2:45pm-3:15pm: Tea break
3:15pm-5:00pm: Session 3 – Ontology and Digital Humanities

Visual knowledge aggregation—from static to dynamic information systems
Andrea Nanetti, School of Art, Design and Media, Nanyang Technological University

Abstract. This talk will present how Renaissance Italy world maps have been used to distill ontologies and design computer applications to visualise the information encoded in historical cartography. Two case studies will be presented of how a theoretical approach and methods were developed to decode information from the 1457 World Map (Florence, Biblioteca Nazionale Centrale, Portolano 1) and the Fra Mauro World Map (Venice, Biblioteca Nazionale Marciana), and automatically link them to other historical as well as contemporary information via digital technologies. These methods can be applied as visual knowledge aggregators that will be helpful in some digital humanities research.


OntoSenticNet: A commonsense ontology for sentiment analysis
Erik Cambria, School of Computer Science & Engineering, Nanyang Technological University

Abstract. OntoSenticNet is a commonsense ontology for sentiment analysis based on SenticNet, a semantic network of 100,000 concepts based on conceptual primitives. The key characteristics of OntoSenticNet are: (i) the definition of precise conceptual hierarchy and properties associating concepts and sentiment values; (ii) the support for connecting external information (e.g., word embedding, domain information, and different polarity representations) to each individual defined within the ontology; and (iii) the capability of associating each concept with annotations contained in external resources (e.g., documents and multimodal resources).


Coordinating and integrating faceted classification with rich semantic modeling
Robert B. Allen (New York), and Jaihyun Park (Syracuse University)

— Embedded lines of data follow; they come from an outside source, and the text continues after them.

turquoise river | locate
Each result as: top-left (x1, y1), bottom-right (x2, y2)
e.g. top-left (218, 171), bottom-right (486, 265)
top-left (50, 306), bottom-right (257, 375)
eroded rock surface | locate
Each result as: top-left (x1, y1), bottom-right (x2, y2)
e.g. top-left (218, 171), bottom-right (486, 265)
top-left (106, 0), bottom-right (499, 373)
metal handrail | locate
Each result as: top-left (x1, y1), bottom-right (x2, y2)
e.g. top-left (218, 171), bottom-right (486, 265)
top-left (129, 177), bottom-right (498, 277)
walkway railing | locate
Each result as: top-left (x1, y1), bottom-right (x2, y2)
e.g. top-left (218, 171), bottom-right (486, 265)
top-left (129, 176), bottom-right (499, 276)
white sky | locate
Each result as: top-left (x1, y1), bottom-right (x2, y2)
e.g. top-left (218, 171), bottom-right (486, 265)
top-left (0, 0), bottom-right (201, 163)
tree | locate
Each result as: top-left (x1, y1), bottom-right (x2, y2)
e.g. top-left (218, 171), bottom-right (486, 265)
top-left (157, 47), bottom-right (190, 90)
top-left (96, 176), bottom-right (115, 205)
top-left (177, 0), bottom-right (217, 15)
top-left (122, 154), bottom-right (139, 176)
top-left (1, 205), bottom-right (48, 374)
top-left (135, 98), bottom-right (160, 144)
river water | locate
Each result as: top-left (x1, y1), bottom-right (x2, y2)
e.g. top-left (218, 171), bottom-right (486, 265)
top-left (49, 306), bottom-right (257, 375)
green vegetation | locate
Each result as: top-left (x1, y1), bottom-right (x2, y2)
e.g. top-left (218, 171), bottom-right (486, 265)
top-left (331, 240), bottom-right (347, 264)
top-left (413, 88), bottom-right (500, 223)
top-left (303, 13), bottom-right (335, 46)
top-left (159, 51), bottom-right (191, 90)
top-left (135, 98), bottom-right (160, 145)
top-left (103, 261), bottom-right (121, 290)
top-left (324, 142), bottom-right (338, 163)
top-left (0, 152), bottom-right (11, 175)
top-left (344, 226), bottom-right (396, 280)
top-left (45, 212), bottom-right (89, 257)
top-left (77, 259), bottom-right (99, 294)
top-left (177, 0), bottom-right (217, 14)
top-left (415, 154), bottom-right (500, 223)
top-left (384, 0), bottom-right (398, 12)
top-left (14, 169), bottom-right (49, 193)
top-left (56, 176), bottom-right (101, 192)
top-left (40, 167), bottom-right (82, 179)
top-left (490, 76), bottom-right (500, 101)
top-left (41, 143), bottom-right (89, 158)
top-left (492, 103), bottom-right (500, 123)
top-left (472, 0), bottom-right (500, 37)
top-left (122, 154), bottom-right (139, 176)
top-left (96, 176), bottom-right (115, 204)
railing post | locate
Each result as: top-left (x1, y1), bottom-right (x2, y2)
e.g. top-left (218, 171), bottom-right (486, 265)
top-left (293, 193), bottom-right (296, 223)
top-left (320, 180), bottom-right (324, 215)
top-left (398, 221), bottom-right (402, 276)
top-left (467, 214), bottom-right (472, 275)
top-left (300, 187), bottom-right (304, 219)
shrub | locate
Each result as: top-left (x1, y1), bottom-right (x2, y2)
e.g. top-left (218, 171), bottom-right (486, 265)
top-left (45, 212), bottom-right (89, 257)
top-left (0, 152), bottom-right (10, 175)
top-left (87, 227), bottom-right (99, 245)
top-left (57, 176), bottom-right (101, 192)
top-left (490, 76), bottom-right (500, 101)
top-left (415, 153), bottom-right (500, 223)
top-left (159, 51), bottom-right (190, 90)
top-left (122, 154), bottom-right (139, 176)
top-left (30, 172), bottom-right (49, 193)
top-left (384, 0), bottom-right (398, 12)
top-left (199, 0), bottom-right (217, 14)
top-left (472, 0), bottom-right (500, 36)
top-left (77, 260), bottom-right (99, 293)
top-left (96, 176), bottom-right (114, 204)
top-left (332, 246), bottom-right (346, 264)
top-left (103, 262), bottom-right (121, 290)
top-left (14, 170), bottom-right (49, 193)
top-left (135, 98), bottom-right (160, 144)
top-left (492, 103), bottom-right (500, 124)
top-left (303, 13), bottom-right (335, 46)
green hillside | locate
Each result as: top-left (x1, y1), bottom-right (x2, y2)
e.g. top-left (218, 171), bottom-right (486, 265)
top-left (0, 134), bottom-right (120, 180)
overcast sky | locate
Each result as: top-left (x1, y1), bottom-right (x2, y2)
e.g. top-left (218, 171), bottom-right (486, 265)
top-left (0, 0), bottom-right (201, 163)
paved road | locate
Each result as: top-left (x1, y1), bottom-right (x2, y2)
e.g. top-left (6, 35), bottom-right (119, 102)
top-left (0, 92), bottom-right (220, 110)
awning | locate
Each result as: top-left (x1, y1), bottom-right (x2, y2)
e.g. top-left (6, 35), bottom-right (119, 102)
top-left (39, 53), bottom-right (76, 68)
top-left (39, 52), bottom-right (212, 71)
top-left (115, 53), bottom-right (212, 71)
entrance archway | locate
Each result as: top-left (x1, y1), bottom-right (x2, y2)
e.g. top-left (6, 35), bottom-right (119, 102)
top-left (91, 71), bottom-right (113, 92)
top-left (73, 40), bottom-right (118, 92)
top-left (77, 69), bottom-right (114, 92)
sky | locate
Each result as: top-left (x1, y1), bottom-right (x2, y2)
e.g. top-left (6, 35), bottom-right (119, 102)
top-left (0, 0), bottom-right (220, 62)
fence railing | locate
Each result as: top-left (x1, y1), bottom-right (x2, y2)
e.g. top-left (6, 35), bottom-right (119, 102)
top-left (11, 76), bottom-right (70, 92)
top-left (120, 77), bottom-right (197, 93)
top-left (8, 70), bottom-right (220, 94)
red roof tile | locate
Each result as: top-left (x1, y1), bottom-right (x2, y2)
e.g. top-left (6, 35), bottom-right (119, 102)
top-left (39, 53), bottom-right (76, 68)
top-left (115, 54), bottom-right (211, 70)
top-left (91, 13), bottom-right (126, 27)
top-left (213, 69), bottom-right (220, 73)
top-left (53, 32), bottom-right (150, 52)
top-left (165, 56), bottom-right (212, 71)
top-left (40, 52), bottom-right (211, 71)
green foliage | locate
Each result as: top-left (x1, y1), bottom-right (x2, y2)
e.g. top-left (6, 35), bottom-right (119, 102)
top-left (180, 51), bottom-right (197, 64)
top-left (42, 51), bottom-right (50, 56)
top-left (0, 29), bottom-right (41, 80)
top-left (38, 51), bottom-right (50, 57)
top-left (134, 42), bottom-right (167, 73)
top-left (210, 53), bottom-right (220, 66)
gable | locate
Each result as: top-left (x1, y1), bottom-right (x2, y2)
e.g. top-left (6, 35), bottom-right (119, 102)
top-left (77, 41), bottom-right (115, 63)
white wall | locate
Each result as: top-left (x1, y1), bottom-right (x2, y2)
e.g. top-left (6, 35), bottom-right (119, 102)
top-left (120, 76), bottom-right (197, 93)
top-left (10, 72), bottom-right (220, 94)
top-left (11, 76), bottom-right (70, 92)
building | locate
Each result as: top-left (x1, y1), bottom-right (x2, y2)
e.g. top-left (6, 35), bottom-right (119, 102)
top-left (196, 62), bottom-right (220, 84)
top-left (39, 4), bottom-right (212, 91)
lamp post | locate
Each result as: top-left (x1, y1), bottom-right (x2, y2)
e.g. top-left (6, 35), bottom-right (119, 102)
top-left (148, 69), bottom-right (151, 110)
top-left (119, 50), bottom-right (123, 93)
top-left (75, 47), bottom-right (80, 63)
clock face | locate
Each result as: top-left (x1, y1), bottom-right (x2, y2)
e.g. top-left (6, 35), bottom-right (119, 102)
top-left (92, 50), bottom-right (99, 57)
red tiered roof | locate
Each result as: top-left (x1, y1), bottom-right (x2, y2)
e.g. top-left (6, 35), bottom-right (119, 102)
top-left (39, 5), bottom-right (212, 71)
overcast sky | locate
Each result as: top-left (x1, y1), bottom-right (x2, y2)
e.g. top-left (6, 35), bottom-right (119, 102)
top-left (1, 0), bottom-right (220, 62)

Abstract. Faceted classifications define dimensions for the types of entities described. In effect, the facets provide an “ontological commitment”. We compare a faceted thesaurus, the Art and Architecture Thesaurus (AAT), with ontologies derived from the Basic Formal Ontology (BFO2), which is an upper (or formal) ontology widely used to describe entities in biomedicine. We consider how the AAT and BFO2-based ontologies could be coordinated and integrated into a Human Activity and Infrastructure Foundry (HAIF). To extend the AAT to enable this coordination and integration, we describe how a wider range of relationships among its terms could be introduced. Using these extensions, we explore richer modeling of topics from AAT that deal with Technology. Finally, we consider how ontology-based frames and semantic role frames can be integrated to make rich semantic statements about changes in the world.

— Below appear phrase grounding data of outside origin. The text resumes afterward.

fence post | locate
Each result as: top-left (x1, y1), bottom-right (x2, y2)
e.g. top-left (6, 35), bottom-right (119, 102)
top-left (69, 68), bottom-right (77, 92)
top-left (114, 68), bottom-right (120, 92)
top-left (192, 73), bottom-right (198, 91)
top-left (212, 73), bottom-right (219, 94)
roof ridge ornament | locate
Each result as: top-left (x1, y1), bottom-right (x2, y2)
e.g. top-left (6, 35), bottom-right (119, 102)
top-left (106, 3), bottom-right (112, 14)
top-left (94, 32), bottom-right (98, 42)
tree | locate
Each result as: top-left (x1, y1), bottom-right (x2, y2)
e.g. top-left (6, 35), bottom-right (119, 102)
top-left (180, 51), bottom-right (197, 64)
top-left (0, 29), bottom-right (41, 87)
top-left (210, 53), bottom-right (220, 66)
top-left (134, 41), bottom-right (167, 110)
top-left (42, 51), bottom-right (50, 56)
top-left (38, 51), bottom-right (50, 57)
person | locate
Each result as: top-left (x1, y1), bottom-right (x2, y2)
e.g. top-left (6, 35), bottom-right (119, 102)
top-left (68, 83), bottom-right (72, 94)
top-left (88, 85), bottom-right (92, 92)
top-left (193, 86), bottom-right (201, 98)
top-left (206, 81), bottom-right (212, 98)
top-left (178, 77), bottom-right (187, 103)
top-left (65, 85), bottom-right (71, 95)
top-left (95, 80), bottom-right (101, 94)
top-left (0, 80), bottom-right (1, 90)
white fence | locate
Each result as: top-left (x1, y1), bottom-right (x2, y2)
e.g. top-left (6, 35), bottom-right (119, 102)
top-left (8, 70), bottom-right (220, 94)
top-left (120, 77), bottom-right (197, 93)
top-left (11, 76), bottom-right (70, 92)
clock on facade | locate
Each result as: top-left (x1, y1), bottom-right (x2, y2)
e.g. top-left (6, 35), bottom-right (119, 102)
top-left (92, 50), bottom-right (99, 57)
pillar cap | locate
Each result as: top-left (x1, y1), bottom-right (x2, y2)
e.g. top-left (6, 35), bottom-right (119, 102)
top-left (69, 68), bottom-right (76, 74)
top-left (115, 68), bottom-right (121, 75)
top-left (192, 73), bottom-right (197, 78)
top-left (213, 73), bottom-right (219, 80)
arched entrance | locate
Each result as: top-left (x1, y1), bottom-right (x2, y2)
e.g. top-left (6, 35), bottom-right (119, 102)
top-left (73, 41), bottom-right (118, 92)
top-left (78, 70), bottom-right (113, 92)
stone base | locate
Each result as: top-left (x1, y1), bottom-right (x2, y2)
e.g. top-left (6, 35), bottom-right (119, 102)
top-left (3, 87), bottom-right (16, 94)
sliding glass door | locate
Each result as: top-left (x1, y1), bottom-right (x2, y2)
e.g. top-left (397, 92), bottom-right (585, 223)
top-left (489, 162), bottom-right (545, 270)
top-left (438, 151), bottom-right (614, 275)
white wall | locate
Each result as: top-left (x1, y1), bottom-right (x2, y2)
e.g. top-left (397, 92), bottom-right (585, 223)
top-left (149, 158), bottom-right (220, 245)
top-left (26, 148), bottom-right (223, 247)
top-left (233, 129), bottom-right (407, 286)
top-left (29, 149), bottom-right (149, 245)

Music Scores Web Ontology: Representing information on the music scores in the Jose Maceda Collection, based on the Arc2 Framework
Sonia M. Pascua, School of Library and Information Studies, University of the Philippines at Diliman

Abstract. An ontology was developed to catalog the 23 music scores in the Jose Maceda Collection (JMC), and to represent the information using the Resource Description Framework (RDF) and linked data methodologies, for publishing in the Linked Data Cloud. The Jose Maceda Collection is located at the UP Center for Ethnomusicology Library of the College of Music, University of the Philippines. It houses a collection of sound documents comprising around 2,000 hours of recordings on reel-to-reel tapes and cassettes. This collection is the main holding of the UP Center for Ethnomusicology, founded in 1997 by José Maceda himself. Due to its universal significance, the collection was inscribed on the International Register of the Memory of the World Programme in 2007.
The ontology, called the Music Scores Web Ontology (MSWO), was developed by extending the Music Ontology as well as some of its extensions. The Music Ontology, an online community effort, provides a model for representing structured music-related data, starting from basic topics and building them into a larger framework. This allows other ontologies to be plugged on top of the Music Ontology namespaces and referenced as Music Ontology Modules. The ontology enables representation of data in “triples” through the use of RDF, Simple Protocol and RDF Query Language (SPARQL) for databasing using the Arc2 Framework, a PHP semantic tool.